The recent kidnapping of 110 children from their school dormitory in Dapchi, Nigeria has proved that children are indeed targets in the Boko Haram insurgency. No doubt, the Nigerian Government has been leading the fight against the Boko Haram insurgency in Nigeria and neighboring countries to curtail this menace and ensure that children are protected in and from conflict. The return of 105 out of 110 Dapchi girls by the terrorists is a testament to President Buhari’s administration to the protection of children in conflict. Nevertheless, the Federal Government has acutely failed in setting up effective rehabilitation programs to cater for the physical, psychological, and mental health of the children affected by the Boko Haram. In the first instance, very little has been done to document the psychosocial experiences of children involved in the insurgency. Government interference usually ends with the rescue of kidnapped children and the resettling into communities or camps. Scoping exercises have shown that Internally Displaced Camps (IDP), which house a large number of such children, are devoid of Government-led assistance or interference. IDPs in Nigeria rely heavily on international organizations, such as UN, Mercy Corps, and Save the Children, for the provision of their daily needs.

The Nigerian Government must step up to augment the efforts of international organizations and display a willingness and capacity to alleviate the plight of children affected by the insurgency. Effective rehabilitation programs must be set up to provide succor for the children, creating an emotional and social environment to facilitate quick recovery from traumatic experiences and ensuring psychosocial and mental health.
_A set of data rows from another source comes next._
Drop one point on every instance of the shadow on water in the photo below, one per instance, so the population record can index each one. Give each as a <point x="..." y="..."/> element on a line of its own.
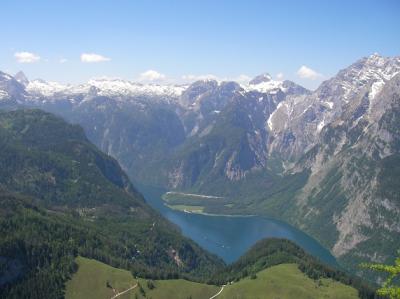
<point x="230" y="237"/>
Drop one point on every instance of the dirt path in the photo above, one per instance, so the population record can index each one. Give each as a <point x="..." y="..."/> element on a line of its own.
<point x="123" y="292"/>
<point x="220" y="291"/>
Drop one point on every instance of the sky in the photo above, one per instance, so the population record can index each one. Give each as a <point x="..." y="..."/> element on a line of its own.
<point x="173" y="41"/>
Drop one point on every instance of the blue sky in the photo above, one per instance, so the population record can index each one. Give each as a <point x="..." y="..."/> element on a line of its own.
<point x="183" y="40"/>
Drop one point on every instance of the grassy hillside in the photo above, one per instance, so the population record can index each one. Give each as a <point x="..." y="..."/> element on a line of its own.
<point x="90" y="281"/>
<point x="61" y="197"/>
<point x="286" y="281"/>
<point x="282" y="281"/>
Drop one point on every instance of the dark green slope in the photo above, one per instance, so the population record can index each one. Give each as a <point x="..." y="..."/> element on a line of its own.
<point x="270" y="252"/>
<point x="69" y="179"/>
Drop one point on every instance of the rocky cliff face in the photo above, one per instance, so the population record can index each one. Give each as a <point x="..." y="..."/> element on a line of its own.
<point x="326" y="161"/>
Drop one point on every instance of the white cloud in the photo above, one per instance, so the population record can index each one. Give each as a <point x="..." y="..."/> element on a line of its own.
<point x="305" y="72"/>
<point x="92" y="57"/>
<point x="26" y="57"/>
<point x="151" y="76"/>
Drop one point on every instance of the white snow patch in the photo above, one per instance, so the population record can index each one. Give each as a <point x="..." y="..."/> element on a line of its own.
<point x="375" y="89"/>
<point x="321" y="125"/>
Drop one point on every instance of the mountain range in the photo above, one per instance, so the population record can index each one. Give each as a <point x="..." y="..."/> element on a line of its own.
<point x="326" y="161"/>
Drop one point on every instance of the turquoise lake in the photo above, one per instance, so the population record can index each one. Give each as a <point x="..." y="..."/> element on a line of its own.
<point x="230" y="237"/>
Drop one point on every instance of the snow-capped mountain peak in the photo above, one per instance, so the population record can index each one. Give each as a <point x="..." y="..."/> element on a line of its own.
<point x="260" y="79"/>
<point x="21" y="78"/>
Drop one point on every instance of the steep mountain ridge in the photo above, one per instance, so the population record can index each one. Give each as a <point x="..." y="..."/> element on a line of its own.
<point x="325" y="160"/>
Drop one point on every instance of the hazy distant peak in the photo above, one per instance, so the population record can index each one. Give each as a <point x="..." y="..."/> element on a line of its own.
<point x="21" y="78"/>
<point x="261" y="79"/>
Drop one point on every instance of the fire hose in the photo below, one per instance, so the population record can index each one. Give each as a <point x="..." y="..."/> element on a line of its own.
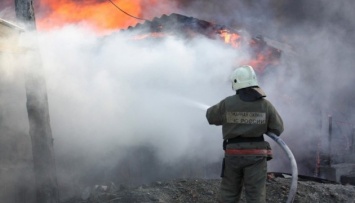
<point x="282" y="144"/>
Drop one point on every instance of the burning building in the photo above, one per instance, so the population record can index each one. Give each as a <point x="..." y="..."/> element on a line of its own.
<point x="262" y="54"/>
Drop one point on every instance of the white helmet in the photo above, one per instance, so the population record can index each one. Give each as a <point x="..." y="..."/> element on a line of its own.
<point x="242" y="77"/>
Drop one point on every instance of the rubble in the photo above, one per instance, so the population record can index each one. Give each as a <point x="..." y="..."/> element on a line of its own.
<point x="206" y="191"/>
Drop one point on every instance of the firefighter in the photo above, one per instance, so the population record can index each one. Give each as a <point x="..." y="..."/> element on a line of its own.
<point x="245" y="118"/>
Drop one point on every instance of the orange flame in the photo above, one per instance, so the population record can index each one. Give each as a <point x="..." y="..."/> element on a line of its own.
<point x="230" y="38"/>
<point x="101" y="15"/>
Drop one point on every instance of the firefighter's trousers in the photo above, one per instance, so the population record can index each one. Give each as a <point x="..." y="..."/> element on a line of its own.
<point x="247" y="171"/>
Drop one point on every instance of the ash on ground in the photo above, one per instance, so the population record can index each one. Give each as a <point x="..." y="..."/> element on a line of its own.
<point x="206" y="191"/>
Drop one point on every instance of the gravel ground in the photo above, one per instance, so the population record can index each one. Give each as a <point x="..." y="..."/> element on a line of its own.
<point x="206" y="191"/>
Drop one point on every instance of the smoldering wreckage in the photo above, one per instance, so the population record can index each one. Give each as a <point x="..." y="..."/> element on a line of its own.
<point x="333" y="181"/>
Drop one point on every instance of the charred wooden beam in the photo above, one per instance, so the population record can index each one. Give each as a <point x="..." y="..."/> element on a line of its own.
<point x="38" y="114"/>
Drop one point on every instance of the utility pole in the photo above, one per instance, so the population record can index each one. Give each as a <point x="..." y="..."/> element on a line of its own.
<point x="38" y="112"/>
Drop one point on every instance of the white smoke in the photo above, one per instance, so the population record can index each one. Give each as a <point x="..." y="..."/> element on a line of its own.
<point x="108" y="95"/>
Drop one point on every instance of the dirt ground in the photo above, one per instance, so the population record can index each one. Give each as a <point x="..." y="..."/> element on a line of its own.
<point x="206" y="191"/>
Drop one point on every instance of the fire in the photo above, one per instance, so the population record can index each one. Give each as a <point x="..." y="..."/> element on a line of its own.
<point x="101" y="15"/>
<point x="230" y="38"/>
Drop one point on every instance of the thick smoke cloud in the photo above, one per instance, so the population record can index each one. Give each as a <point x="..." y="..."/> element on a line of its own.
<point x="315" y="78"/>
<point x="117" y="104"/>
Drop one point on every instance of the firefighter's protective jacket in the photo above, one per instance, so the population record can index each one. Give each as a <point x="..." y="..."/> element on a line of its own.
<point x="245" y="118"/>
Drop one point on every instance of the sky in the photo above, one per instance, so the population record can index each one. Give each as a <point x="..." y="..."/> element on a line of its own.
<point x="115" y="102"/>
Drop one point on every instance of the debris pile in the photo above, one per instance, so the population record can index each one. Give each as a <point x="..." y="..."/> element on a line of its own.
<point x="206" y="191"/>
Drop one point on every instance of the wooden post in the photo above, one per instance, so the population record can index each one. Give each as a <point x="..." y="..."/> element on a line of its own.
<point x="38" y="114"/>
<point x="330" y="130"/>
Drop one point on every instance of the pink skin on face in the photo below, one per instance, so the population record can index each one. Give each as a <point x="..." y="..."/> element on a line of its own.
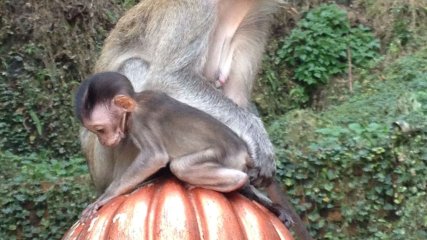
<point x="106" y="124"/>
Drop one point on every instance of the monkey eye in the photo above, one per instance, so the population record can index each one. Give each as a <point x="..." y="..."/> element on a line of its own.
<point x="100" y="130"/>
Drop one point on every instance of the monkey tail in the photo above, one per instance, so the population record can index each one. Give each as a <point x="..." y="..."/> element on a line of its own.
<point x="278" y="196"/>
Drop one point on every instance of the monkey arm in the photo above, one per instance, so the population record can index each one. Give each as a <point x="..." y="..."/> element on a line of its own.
<point x="146" y="164"/>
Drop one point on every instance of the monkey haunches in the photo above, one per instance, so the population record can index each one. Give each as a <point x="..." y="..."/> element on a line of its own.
<point x="199" y="149"/>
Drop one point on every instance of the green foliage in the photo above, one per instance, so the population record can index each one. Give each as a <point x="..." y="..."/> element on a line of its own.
<point x="41" y="64"/>
<point x="350" y="173"/>
<point x="39" y="197"/>
<point x="317" y="48"/>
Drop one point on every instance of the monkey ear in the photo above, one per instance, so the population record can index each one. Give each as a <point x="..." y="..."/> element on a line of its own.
<point x="125" y="102"/>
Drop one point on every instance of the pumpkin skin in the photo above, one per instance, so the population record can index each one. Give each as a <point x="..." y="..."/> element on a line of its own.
<point x="165" y="209"/>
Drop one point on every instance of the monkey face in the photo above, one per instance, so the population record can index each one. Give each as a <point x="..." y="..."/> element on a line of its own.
<point x="107" y="123"/>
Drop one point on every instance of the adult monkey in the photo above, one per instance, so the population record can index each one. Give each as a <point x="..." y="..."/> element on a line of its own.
<point x="183" y="48"/>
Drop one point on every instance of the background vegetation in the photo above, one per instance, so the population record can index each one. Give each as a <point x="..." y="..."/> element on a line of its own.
<point x="343" y="92"/>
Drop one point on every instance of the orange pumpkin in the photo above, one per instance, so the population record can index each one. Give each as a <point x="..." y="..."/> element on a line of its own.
<point x="165" y="209"/>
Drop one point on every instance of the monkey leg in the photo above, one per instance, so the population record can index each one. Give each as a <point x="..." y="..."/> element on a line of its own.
<point x="202" y="169"/>
<point x="252" y="193"/>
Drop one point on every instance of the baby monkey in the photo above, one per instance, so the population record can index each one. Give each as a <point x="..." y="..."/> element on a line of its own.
<point x="199" y="149"/>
The rehabilitation programs must be meticulously designed and manned by passionate and experienced child protection experts with track record of excellence to ensure effectiveness. Anything short of this waters down the entire process. It is pertinent to state that proper rehabilitation would cost time and money. The Nigerian Government could partner with International Development Partners and donors to generate funds for the program and commit itself to its sustenance. Nigeria officials are quite notorious when it comes to proper management of funds. The Nigerian Government must work to ensure transparency and accountability to ensure the psychosocial and mental health of conflicted-affected children are not sacrificed on the altar of greed.